Korelasi antara Sejarah Hidup Spesies dan Laju Mutasi ditemukan



Rabu, 22 Juni 2011 - Untuk pertama kalinya, para ilmuan menggunakan data barisan DNA skala besar untuk menyelidiki asumsi evolusi yang lama bertahan: laju mutasi DNA dipengaruhi oleh seperangkat sifat sejarah hidup spesifik spesies.
Sifat ini termasuklah laju metabolisme dan selang waktu antara kelahiran individu dan kalaihan anaknya, yang disebut waktu generasi.
Tim peneliti yang dipimpin oleh Kateryna Makova, asisten profesor biologi  Penn State University, dan penulis perdana Melissa Wilson Sayres, mahasiswa pasca sarjana, menggunakan data barisan seluruh genom untuk menguji hipotesis sejarah hidup untuk 32 spesies mamalia, termasuk manusia. Untuk tiap spesies, mereka mempelajari laju mutasi, diperkirakan oleh tingkat substitusi segmen DNA yang berevolusi netral – potongan bahan genetik yang tidak mengalami seleksi alam. Mereka kemudian mengkorelasi perkiraan mereka dalam beberapa indikator sejarah hidup. Hasil penelitiannya kemudian diterbitkan dalam jurnal Evolution tanggal 13 Juni 2011.

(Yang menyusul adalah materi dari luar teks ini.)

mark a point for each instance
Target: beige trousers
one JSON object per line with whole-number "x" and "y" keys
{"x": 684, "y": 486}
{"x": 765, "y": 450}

Untuk menemukan korelasi antara sejarah hidup dan laju mutasi, para ilmuan berfokus pada waktu generasi pertama-tama. “Hubungan yang diduga antara waktu generasi dan laju mutasi cukup sederhana dan intuitif,” kata Makova. “Semakin banyak generasi yang dimiliki sebuah spesies per satuan waktu, semakin besar kemungkinan sesuatu yang salah terjadi; yaitu, dimana mutasi atau perubahan dalam barisan DNA terjadi.” Makova menjelaskan kalau perbedaan antara tikus dan manusia dapat digunakan untuk menggambarkan bagaimana waktu generasi dapat beranekaragam dari satu spesies ke spesies lain. Di satu sisi, tikus di alam liar biasanya memiliki anak pertamanya hanya enam bulan setelah ia lahir, dan karenanya waktu generasinya sangat singkat. Manusia, di sisi lain, memiliki keturunan ketika mereka setidaknya di masa remaja madya atau bahkan dalam usia dua puluhan, dan karenanya memiliki waktu generasi lebih panjang. “Bila kita menghitung secara matematis kita melihat kalau, buat tikus, setiap 100 tahun setara dengan sekitar 200 generasi, sementara untuk manusia, hanya lima generasi setiap 100 tahun,” kata Makova. Setelah membandingkan 32 spesies mamalia, timnya menemukan kalau indikator sejarah hidup terkuat dan paling signifikan dari laju mutasi adalah, faktanya, waktu rata-rata antara kelahiran anggota spesies dan kelahiran keturunan pertamanya, bertanggung jawab atas 40% variasi laju mutasi sehat pada spesies.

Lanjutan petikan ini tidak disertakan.